NBC sitcom ‘1600 Penn’ is comedically correct


Associated Press

LOS ANGELES

After putting yet another wearying, bitterly fought national election behind us, do we really need a sitcom set in the White House?

Yes, said Jason Winer, a creator of NBC’s newcomer “1600 Penn,” because it’s about a family in a colorful setting, not politics, and because it’s a custom-made showcase for “The Book of Mormon” sensation Josh Gad, not part of a partisan agenda.

Winer and Gad met when the actor auditioned for the “Modern Family” pilot directed by Winer.
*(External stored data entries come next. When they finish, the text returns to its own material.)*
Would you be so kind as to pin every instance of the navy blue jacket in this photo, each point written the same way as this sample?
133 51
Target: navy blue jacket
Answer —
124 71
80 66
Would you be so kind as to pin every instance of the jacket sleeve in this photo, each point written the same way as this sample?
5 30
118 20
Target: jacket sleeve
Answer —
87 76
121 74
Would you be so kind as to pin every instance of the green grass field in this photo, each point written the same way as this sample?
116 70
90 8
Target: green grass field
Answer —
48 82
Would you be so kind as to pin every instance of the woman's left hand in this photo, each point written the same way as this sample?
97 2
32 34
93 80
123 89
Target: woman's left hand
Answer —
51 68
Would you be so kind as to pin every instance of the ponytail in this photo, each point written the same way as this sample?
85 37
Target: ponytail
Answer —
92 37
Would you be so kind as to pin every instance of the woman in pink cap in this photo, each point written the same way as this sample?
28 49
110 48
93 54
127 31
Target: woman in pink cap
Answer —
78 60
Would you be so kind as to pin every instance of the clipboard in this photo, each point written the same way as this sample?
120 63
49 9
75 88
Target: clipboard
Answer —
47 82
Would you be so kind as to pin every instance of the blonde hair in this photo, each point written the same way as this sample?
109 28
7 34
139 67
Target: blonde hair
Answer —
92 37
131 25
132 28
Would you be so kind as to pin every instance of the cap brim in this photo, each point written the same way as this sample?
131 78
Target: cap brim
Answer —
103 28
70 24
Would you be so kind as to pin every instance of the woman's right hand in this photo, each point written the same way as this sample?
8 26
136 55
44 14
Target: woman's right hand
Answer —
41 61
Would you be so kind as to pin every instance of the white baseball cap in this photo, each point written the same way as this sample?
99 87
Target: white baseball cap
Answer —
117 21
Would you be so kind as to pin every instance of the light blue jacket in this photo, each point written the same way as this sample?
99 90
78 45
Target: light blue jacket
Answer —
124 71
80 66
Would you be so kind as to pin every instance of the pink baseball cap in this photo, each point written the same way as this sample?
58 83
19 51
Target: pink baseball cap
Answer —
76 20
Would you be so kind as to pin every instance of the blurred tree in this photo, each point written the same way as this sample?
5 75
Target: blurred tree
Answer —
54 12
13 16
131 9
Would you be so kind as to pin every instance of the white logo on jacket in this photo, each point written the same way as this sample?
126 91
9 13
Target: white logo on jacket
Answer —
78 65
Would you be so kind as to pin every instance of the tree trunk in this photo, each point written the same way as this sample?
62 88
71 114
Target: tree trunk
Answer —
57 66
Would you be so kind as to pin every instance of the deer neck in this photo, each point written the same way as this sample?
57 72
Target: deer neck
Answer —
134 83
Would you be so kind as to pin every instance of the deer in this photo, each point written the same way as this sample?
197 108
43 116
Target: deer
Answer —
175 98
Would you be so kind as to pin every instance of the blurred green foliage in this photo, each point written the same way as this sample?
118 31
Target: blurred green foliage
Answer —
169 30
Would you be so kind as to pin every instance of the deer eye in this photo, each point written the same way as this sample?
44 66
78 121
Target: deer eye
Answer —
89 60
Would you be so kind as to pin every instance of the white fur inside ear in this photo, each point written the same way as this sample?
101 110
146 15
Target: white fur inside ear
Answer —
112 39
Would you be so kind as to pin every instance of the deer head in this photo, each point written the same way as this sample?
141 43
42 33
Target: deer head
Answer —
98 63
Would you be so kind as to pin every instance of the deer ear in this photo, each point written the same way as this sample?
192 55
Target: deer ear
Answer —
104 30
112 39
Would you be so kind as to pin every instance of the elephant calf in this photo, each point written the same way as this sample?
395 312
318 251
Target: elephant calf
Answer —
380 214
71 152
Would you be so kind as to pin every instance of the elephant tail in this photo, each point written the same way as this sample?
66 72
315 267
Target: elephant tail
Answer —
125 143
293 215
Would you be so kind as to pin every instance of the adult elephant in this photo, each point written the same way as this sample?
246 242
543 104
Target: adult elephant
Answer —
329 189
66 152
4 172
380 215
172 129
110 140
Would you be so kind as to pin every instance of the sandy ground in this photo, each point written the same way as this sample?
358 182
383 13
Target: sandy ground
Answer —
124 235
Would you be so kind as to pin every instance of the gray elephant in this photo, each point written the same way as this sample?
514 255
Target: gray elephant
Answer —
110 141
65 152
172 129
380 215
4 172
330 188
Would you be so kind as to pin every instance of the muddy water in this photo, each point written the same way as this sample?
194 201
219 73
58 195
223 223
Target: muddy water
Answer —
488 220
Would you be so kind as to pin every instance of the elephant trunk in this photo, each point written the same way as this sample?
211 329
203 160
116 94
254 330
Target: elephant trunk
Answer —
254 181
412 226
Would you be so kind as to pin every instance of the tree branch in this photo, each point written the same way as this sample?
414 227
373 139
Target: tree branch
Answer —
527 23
Gad jumped to Broadway instead for “some silly play,” as a wisecracking Winer put it. Fast forward, and the two were noodling about a project to collaborate on.

“He does such a great job playing a lovable idiot manchild,” Winer said of the actor who excels at chubby-cheeked impishness. “We tried to figure out an environment for that, like a bull in a china shop. And what’s the biggest china shop in the world? It’s the White House.”

Expensive china gets broken, and not just figuratively, in “1600 Penn” (9:30 p.m. Thursday), which serves up large helpings of silliness and slapstick ignited by Gad.

He plays Skip, the free-spirited, bumbling oldest child of President Dale Gilchrist (Bill Pullman) and stepson to first lady and lawyer Emily (Jenna Elfman).

Gad is a solo whirlwind but benefits from comedic chemistry with sitcom pro Elfman (”Dharma and Greg”). She gets to display her toned arms, which in one episode delivered a right hook to media banality with help from a real NBC journalist.

When the president and first lady take part in a TV interview to lobby for a key education bill, an insistent Savannah Guthrie of “Today” instead wants Emily to share exercise tips for those great pipes.

It’s the kind of swipe that the show may take at Washington itself while remaining apolitical, said Winer, adding, “I think people will be hard-pressed to determine what party the president is a member of.”

Even in the goofy “1600 Penn,” one person’s comedy may be another’s political zinger. The Gilchrists’ fight for education reform pitted them against a racist, sexist senator, Frohm Thoroughgood (guest star Stacy Keach), whose name is an obvious play on the late U.S. Sen. Strom Thurmond, a Southern Republican who was an outspoken segregationist.